Dindarlar Siyasal İktidarlardan Ne Bekler?

by Fahrettin Dağlı

1960 ve 70’li yıllarda sol hareketlerin ideolojik mücadeleleri gibi dini referanslı gençlik hareketleri de “İslam Devleti” özlemiyle mücadele ettiler, bu uğurda büyük fedakarlıklarda bulundular, özlemle, sabırla, eylemle umutlarını beslediler. 1980 darbesi adeta bir bıçak gibi o umutları sona erdirdi, rüyadan uyandırıp gerçeklerle yüzleştirdi. Dünyevi ve uhrevi alanların sınırlarının ne olduğu konusunda daha rasyonel düşünebilme imkanı sağladı. ANAP deneyimi de bu vasatı olgunlaştırdı. Dini olanın devletleşmesinin siyasal iktidarların himayesiyle mümkün olabileceği kanaati itibar görmeye başladı.

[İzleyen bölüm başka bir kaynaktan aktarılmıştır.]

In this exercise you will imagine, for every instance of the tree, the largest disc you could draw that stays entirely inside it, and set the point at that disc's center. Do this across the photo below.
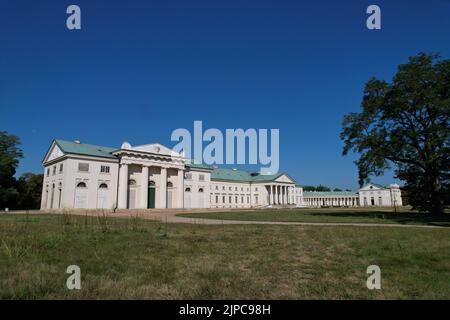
(10, 153)
(405, 124)
(30, 189)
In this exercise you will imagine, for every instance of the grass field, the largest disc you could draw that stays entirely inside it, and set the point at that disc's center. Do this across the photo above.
(338, 215)
(130, 258)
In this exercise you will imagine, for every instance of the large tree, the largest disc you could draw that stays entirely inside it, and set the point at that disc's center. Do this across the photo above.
(405, 124)
(10, 154)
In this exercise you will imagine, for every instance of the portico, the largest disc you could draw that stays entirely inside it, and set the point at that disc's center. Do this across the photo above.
(150, 176)
(281, 194)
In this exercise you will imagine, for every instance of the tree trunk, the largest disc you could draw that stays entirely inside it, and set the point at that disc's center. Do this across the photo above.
(437, 207)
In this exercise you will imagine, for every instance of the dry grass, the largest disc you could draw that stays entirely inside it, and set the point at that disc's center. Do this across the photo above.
(135, 258)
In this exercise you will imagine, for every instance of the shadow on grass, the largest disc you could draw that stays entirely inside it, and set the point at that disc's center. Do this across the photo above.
(400, 218)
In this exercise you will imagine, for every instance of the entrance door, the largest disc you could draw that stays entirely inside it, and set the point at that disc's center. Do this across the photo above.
(81, 195)
(151, 197)
(102, 197)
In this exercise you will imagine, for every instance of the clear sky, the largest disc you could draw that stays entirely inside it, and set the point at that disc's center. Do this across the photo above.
(140, 69)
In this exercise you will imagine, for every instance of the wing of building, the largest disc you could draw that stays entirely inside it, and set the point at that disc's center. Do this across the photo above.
(79, 175)
(85, 176)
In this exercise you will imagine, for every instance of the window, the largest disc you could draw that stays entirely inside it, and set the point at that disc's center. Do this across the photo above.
(104, 169)
(83, 167)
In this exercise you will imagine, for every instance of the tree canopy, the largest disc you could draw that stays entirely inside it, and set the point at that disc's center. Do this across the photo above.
(22, 193)
(405, 125)
(10, 154)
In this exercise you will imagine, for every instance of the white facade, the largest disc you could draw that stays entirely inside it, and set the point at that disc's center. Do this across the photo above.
(376, 195)
(83, 176)
(371, 195)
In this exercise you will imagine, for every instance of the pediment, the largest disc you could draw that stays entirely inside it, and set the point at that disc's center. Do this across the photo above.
(156, 148)
(372, 187)
(284, 178)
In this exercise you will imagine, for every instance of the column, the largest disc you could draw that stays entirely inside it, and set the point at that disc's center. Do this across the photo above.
(163, 188)
(280, 195)
(180, 189)
(271, 194)
(123, 187)
(288, 195)
(276, 195)
(144, 187)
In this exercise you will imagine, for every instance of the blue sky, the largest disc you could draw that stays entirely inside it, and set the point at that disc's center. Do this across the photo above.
(140, 69)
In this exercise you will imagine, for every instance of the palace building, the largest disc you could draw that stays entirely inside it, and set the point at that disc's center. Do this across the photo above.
(85, 176)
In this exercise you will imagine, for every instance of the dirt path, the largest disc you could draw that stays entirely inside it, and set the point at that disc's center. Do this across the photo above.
(169, 216)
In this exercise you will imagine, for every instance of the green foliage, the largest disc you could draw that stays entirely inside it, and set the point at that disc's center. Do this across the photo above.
(24, 193)
(10, 154)
(405, 124)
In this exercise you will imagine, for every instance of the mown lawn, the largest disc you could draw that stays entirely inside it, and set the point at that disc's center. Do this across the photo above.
(338, 215)
(132, 258)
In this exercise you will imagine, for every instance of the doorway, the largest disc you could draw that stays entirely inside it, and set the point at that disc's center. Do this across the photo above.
(151, 195)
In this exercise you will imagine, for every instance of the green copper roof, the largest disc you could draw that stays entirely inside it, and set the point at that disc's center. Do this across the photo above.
(243, 176)
(85, 149)
(192, 164)
(329, 193)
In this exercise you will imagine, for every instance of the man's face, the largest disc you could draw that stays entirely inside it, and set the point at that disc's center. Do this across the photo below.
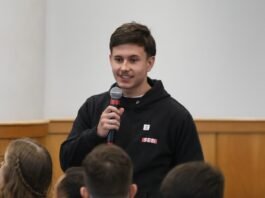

İslam tarihinin her yükseliş döneminde müslümanlar farklı sınavlarla sınandılar. Bu sınavın en çetin safhası güç, iktidar ve servetle kurdukları ilişki biçimi olmuştur. Allah ve Resulü bu tehlikeye işaret buyurmalarına rağmen az bir kesim hariç müslümanların büyük çoğunluğu bu uyarılara bigâne kalarak sınavı önemli ölçüde kaybetmişlerdir.

İslam tarihinin bu mevzuda dikkate değer en önemli gelişmesi Sasani Devletinin yıkılışı ve oradan getirilen büyük ölçekli ganimetler olmuştur. Bu göz kamaştırıcı serveti ve müslümanların ona kavuşma arzusunu görünce ağlamaya başlayan Hz. Ömer’in, “Darlıkla sınandık kazandık, varlıkla sınandık kaybettik.” dediği nakledilir.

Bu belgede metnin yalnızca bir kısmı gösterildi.